「とにかく申請してみれば通るかもしれない」 そんな気持ちになる方も少なくありません。
ですが、在留資格申請は“確率より戦略”が大切です。 今回は、実際にご相談を受けた中で申請を見送る判断をしたケースをご紹介します。
ご相談の背景
ある企業の社長様から、先月帰国してしまったCさんをもう一度雇用したいとご相談がありました。
Cさんは1年間、ご相談のあった企業で建設作業員として勤務。1年経ったときに在留資格の更新申請をしたところ、不許可となり帰国せざるを得なかったとのこと。もう一度呼び寄せることはできるか?というご相談でした。
ヒアリングの中で見えてきた課題
- 更新申請を依頼した専門家が事情をよくわかっていなかった
- そもそも不法就労だった可能性
- 雇用主である相談者もビザの事情をよくわかっていなかった
相談者の話では、1年前のある日、突然ある技能実習の監理団体から連絡があり「技能実習生の受け入れ先がとん挫して困っている。受け入れてくれないか?」と相談されたとのこと。相談者は人情に厚く、困っているなら受け入れようと承諾します。
しかし在留資格や技能実習に関する知識がなく、技能実習生として受け入れていると思い込んでいた様子。建設現場の作業にも従事させていました。
ところがよく話を聞いてみると技能実習生ではなく、実際はエンジニアとして技人国の資格を持っていたようです。更新申請の手続きはCさんが知り合いのベトナム人弁護士に個人的に依頼したとのことですが、「この1年間、エンジニアの資格で現場仕事をしてきました」という内容で申請したようです。
当然、エンジニアの資格で現場仕事はできません。入管は不許可の判断を下しました。
入管は本人になぜ不許可なのか説明をしていたようですが、Cさん本人、雇用主である相談者、更新手続きをしたベトナム人弁護士の全員が在留資格の理解がなく、なぜダメだったのかを理解できていませんでした。
当事務所の判断と対応
弊所としては、まず在留資格の資格該当性について説明し、資格において認められた業務の範囲でしか従事できない制度であることをお伝えしました。
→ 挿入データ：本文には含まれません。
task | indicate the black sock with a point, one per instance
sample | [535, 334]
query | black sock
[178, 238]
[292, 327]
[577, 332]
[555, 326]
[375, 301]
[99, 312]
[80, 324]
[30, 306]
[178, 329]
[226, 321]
そしてなぜ不許可になったのかを説明し、納得していただきました。
そのうえで、Cさんの経歴をみると確かにエンジニアの専門であったため、今度こそエンジニアとして施工管理や設計業務に従事してもらえるなら望みはあると説明しました。
しかし日本語があまり得意ではなかったことや、管理業務のポジションに空きがないことなどから、エンジニアは難しいと判断。
本人もどうしても現場仕事がしたいとのことだったため、あらためて技能実習生として入国する、もしくは試験を受けて特定技能で入国する方法があるとお伝えしました。
その結果、将来的に状況が整えば、技能実習・特定技能を検討したいという本人の意向だったため、今は準備期間として申請を見送る判断をしました。
このケースから学べること
今回のケースでは、すでに終わっているとはいえ不法就労にあたる状況でした。
在留資格は複雑な制度であるため、内容をよく理解していないと不法就労となったり、企業側が知らない間に不法就労させている場合もあります。
不法就労は「知らなかった」は通用しません。発覚した場合、本人も雇い入れ企業もどちらも重いペナルティが科されることになります。
不安やわからないことがある場合は、専門家に相談することが重要です。